Tous les quinze jours, notre chroniqueuse jette un «coup d’oreille» à la vaste planète des podcasts francophones et vous conseille un épisode en lien avec l’actualité.

Les chroniques précédentes

Ces derniers mois, voire ces deux dernières années, ont vu émerger la parole des victimes de violences – sexistes, sexuelles, conjugales ou non. Elles ont mis au jour l’étendue d’un mal sournois qui sévit parmi toutes les couches de la société. Le procès d’Harvey Weinstein, qui s’est ouvert cette semaine, atteste cette ouverture médiatique au témoignage de celles qui ont souffert. Mais il est une autre parole, tout aussi importante, qui reste frappée de mutisme: celle des auteurs de violences. Qui sont-ils? Et quels regards portent-ils sur leurs paroles, leurs actes?

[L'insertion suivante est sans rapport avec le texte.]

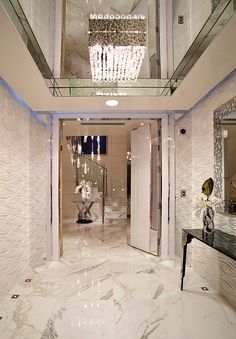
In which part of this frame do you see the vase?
[202,207,215,233]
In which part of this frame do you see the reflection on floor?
[0,221,236,339]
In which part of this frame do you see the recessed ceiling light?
[106,99,118,107]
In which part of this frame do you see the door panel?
[130,125,151,252]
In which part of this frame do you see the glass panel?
[2,0,235,96]
[66,136,107,223]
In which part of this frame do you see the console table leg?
[181,231,193,291]
[181,243,188,291]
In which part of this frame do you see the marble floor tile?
[113,274,167,300]
[41,298,115,339]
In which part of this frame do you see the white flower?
[196,193,222,217]
[75,180,92,200]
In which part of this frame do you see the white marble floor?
[0,220,236,339]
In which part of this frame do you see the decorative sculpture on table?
[75,180,93,224]
[196,178,222,233]
[75,180,92,201]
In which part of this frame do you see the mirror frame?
[213,96,236,198]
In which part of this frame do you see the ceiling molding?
[0,4,236,115]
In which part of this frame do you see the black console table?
[181,228,236,290]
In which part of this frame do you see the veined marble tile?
[0,219,236,339]
[113,274,167,300]
[42,298,115,339]
[115,299,170,339]
[0,296,56,339]
[111,255,156,274]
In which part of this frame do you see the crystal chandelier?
[88,14,146,82]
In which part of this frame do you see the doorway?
[48,116,173,258]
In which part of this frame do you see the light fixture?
[106,99,118,107]
[88,14,146,82]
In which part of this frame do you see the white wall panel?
[176,72,236,305]
[0,83,46,294]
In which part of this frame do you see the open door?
[130,125,151,252]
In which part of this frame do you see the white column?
[53,0,63,78]
[159,0,173,78]
[51,117,60,260]
[161,115,169,260]
[169,114,175,259]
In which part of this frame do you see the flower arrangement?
[75,180,92,201]
[196,178,222,232]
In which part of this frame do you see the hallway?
[0,221,236,339]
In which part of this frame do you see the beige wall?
[223,125,236,201]
[176,72,236,305]
[0,82,48,294]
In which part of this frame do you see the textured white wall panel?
[175,114,193,255]
[176,72,236,305]
[0,84,46,294]
[29,115,49,267]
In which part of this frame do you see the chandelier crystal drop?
[89,14,146,82]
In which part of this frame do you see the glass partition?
[66,136,107,223]
[1,0,235,96]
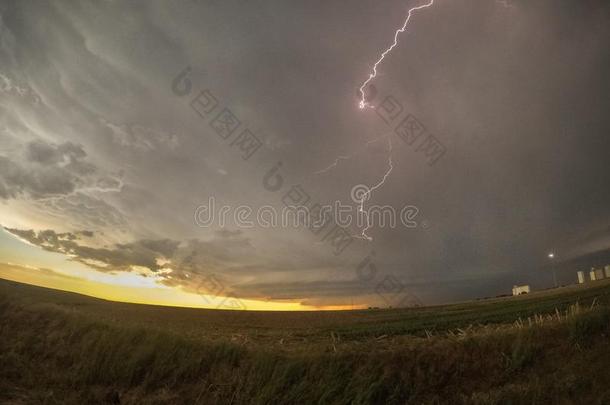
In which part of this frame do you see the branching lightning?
[346,0,434,241]
[358,0,434,110]
[313,132,392,175]
[357,138,394,242]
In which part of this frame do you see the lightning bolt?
[358,0,434,110]
[356,138,394,242]
[313,132,392,175]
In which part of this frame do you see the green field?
[0,280,610,404]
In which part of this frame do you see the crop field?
[0,280,610,404]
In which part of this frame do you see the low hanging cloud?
[0,140,122,200]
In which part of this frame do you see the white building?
[513,285,530,295]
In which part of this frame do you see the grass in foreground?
[0,281,610,404]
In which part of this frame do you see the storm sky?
[0,0,610,308]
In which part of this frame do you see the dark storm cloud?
[0,0,610,302]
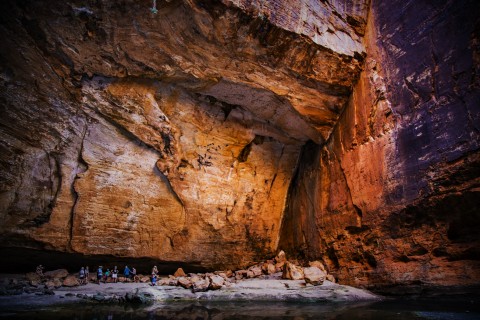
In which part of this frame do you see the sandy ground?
[0,279,381,308]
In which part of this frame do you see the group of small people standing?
[151,266,158,286]
[79,266,140,284]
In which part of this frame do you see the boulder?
[326,274,335,283]
[235,270,248,280]
[208,275,225,290]
[308,260,327,273]
[25,272,42,287]
[247,265,263,278]
[173,268,187,278]
[192,278,210,292]
[25,272,42,282]
[63,276,80,287]
[177,277,193,289]
[53,278,63,289]
[45,280,55,290]
[262,261,277,274]
[282,261,304,280]
[303,267,327,286]
[43,269,68,279]
[208,275,225,290]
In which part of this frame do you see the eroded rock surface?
[0,0,480,292]
[280,1,480,291]
[0,0,367,268]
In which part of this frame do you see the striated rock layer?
[280,1,480,288]
[0,0,480,287]
[0,0,367,269]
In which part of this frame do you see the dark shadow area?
[0,247,207,275]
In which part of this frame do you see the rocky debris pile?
[0,269,73,295]
[159,251,335,292]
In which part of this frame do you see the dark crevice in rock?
[67,121,88,250]
[153,165,185,210]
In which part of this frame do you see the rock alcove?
[0,0,480,287]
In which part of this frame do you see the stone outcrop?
[0,0,367,268]
[0,0,480,290]
[280,1,480,289]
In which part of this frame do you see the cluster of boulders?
[158,251,335,292]
[0,269,79,295]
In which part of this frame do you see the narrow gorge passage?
[0,0,480,290]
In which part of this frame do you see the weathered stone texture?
[280,1,480,287]
[0,0,367,268]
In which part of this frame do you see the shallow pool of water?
[0,297,480,320]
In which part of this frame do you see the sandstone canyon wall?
[0,0,480,287]
[280,1,480,288]
[0,0,368,269]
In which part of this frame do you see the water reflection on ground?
[0,297,480,320]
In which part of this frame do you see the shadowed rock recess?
[0,0,480,288]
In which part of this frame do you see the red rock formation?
[280,1,480,288]
[0,0,480,292]
[0,0,367,269]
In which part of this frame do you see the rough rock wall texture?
[0,0,368,268]
[280,0,480,288]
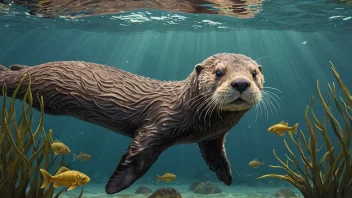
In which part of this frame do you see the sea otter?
[0,53,264,194]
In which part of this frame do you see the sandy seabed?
[57,183,303,198]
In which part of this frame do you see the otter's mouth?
[230,98,247,105]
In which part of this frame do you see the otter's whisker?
[209,95,223,125]
[263,90,281,100]
[200,98,215,126]
[263,95,276,115]
[263,87,282,93]
[258,97,263,119]
[263,97,269,121]
[255,56,270,62]
[263,93,280,113]
[263,91,281,108]
[193,97,212,120]
[218,94,229,120]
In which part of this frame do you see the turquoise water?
[0,1,352,197]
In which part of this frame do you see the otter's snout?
[231,79,251,93]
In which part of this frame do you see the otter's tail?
[0,65,10,89]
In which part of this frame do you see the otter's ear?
[196,64,204,76]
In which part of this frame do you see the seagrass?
[0,75,72,198]
[258,62,352,198]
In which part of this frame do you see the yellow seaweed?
[258,62,352,198]
[0,75,72,198]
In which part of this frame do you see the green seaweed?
[0,75,69,198]
[258,62,352,198]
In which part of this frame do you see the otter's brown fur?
[0,53,264,194]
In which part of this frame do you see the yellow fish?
[268,121,298,136]
[248,159,264,168]
[50,140,71,155]
[40,166,90,190]
[156,173,176,183]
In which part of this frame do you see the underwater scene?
[0,0,352,198]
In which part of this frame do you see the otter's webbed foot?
[105,128,166,194]
[198,135,232,186]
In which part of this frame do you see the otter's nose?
[231,80,251,93]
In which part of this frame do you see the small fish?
[268,121,298,136]
[50,140,71,155]
[248,159,264,168]
[40,166,90,190]
[156,173,176,184]
[72,152,92,162]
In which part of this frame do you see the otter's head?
[195,53,264,111]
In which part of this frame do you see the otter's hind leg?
[198,135,232,186]
[105,127,167,194]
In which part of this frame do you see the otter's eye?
[252,70,257,78]
[215,70,223,78]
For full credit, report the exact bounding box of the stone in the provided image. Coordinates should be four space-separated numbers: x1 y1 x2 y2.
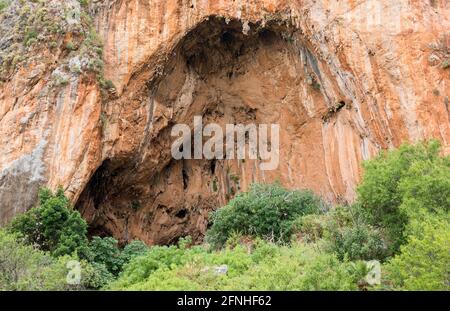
0 0 450 244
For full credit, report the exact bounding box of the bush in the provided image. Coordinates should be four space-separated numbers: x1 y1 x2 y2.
206 183 321 247
385 214 450 290
323 205 389 261
357 141 450 254
112 240 366 290
89 236 148 277
0 230 97 291
89 236 122 276
9 189 87 256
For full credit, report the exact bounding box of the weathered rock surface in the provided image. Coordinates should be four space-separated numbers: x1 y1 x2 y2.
0 0 450 243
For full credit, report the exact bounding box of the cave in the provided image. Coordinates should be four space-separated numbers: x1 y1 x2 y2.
76 16 342 245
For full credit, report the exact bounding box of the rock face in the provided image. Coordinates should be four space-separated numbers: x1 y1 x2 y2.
0 0 450 244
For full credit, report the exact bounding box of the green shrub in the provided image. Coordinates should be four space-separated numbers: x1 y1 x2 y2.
0 229 97 291
385 214 450 291
357 141 450 253
9 189 87 256
0 0 9 13
112 240 366 290
322 205 389 261
89 236 122 276
89 236 148 277
206 183 321 247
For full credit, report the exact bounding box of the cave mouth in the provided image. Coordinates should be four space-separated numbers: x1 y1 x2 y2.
76 17 324 245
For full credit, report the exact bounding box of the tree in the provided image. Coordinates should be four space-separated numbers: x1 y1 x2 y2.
357 141 450 254
9 189 87 256
206 183 322 247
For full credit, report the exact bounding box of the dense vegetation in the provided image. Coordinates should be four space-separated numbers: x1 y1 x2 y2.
0 189 148 290
0 141 450 290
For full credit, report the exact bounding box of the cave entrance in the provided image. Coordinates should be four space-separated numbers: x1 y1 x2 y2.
76 17 326 244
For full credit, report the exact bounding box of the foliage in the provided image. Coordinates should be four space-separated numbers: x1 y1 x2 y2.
0 0 9 13
322 205 389 260
111 240 365 290
357 141 450 254
9 189 87 256
386 214 450 290
89 236 148 277
0 229 97 290
206 183 321 247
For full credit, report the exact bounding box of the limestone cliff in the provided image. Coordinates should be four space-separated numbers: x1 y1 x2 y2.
0 0 450 243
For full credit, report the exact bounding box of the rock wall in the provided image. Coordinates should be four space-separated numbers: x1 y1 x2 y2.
0 0 450 244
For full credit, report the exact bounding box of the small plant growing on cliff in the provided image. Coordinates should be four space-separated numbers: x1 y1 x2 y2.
442 59 450 69
206 183 321 247
0 0 9 13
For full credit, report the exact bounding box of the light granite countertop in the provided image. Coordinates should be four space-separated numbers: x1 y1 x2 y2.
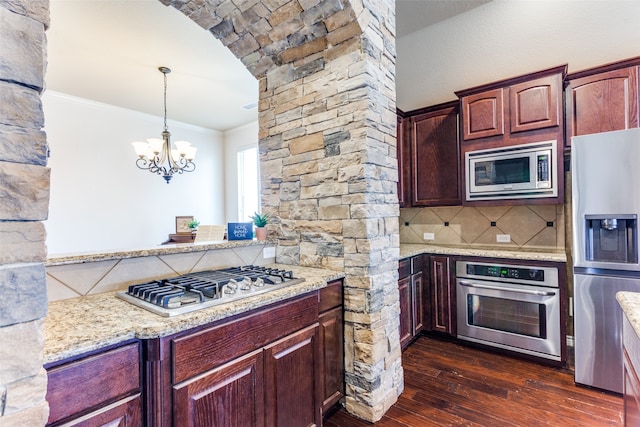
44 264 344 363
45 240 276 267
400 244 567 262
616 291 640 336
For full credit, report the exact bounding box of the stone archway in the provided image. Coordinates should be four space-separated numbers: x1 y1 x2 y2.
0 0 403 425
161 0 403 421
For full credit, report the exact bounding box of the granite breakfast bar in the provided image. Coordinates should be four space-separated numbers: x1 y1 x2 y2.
44 264 344 364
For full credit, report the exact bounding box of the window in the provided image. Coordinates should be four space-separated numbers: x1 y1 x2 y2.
238 147 260 222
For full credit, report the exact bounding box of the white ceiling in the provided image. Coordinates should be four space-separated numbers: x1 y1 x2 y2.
46 0 489 131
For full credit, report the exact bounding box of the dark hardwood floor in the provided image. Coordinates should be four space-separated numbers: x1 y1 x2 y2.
324 336 623 427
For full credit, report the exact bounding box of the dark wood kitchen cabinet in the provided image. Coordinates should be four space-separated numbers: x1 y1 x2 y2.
456 65 567 143
622 314 640 426
409 102 461 206
45 341 143 427
173 350 264 426
565 57 640 148
264 324 322 427
145 280 344 427
425 255 457 336
456 65 567 206
398 255 425 349
396 110 411 208
318 280 344 416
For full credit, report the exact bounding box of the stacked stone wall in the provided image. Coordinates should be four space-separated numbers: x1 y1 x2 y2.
0 0 403 426
0 0 49 426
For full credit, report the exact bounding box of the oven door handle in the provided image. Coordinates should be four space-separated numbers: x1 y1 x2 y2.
459 281 556 297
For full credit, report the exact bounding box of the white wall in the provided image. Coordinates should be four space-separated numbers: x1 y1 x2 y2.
396 0 640 111
224 122 259 222
42 91 225 256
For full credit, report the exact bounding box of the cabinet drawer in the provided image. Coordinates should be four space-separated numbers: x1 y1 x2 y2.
171 292 318 384
318 280 342 313
47 342 140 423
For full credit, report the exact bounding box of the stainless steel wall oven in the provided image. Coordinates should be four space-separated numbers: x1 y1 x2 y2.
456 261 562 361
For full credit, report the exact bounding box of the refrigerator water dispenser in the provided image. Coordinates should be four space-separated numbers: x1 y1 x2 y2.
585 215 638 264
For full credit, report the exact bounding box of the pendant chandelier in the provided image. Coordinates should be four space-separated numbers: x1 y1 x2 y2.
132 67 197 184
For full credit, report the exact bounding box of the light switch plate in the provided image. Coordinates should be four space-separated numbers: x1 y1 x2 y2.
262 246 276 258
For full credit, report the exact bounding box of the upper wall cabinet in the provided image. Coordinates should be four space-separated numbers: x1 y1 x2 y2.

C’est ici qu’une série de six épisodes réunis dans un podcast intitulé Des Hommes violents, sur France Culture, entre en scène. Elle donne à entendre certaines de ces voix. Le journaliste Mathieu Palain a suivi 12 hommes jugés pour violences conjugales et contraints, par la justice, de participer à un groupe de parole.

L’immensité du déni

Durant cette série audio d’une puissance inouïe – gardez à proximité un objet déstressant – l’auditeur est confronté aux mots de ces hommes qui ont violenté leurs compagnes. Des hommes aux profils différents: citadins ou ruraux, garagistes ou banquiers, jeunes ou retraités. Certains, comme Franck, ont toujours vu et vécu la violence au sein du foyer. D’autres se disent victimes d’un complot monté par leurs ex-copines. Quelques-uns, encore, ne peuvent concevoir la femme comme un être égal et libre: «Ma meuf, elle n’a pas à aller en boîte.» Un point commun se dessine cependant, ils ne réalisent pas ce qu’ils ont fait: «Je ne comprends pas pourquoi je suis là, je le maintiens», «J’ai jamais frappé ma femme, et pourtant j’ai été condamné. J’ai fait trois jours de garde à vue, j’ai cru que j’avais fait un crime», entend-on.

Comme un contrepoint à ce déni, Mathieu Palain s’en va également à la rencontre de la sœur d’une victime de féminicide. Elle raconte le meurtre de sa cadette par son ex-compagnon. Il l’a frappée, aspergée d’essence et lui a mis le feu devant leur fille. Le micro est ensuite tendu à Louise, une jeune femme rescapée d’une relation avec un petit ami qui, au summum de ses crises colériques, l’étranglait dans l’obscurité de la chambre à coucher. Ils se sont revus, il dit ne pas se rappeler, à part lorsqu’il cognait contre une armoire.

Il faut s’accrocher pour écouter, mais j’écris bien «il faut»: c’est nécessaire. Car si le discours des victimes est entendu aujourd’hui, la série audio rend compte d’un chemin long à parcourir du côté des responsables. Le problème n’est pas encore soigné à sa racine: certains hommes ne voient pas en quoi leurs réactions violentes sont problématiques et témoignent d’une domination qui n’a pas lieu d’être. Le dernier épisode – la dernière séance – ouvre une perspective grâce aux mots d’un ancien participant que le groupe a aidé. Des Hommes violents ne laisse pas indemne, il heurte autant qu’il permet d’espérer: ces hommes ne sont pas des monstres, mais des êtres humains capables de changer.


Des Hommes violents, France Culture, disponible sur Franceculture.fr, l’application Radio France et Apple Podcasts.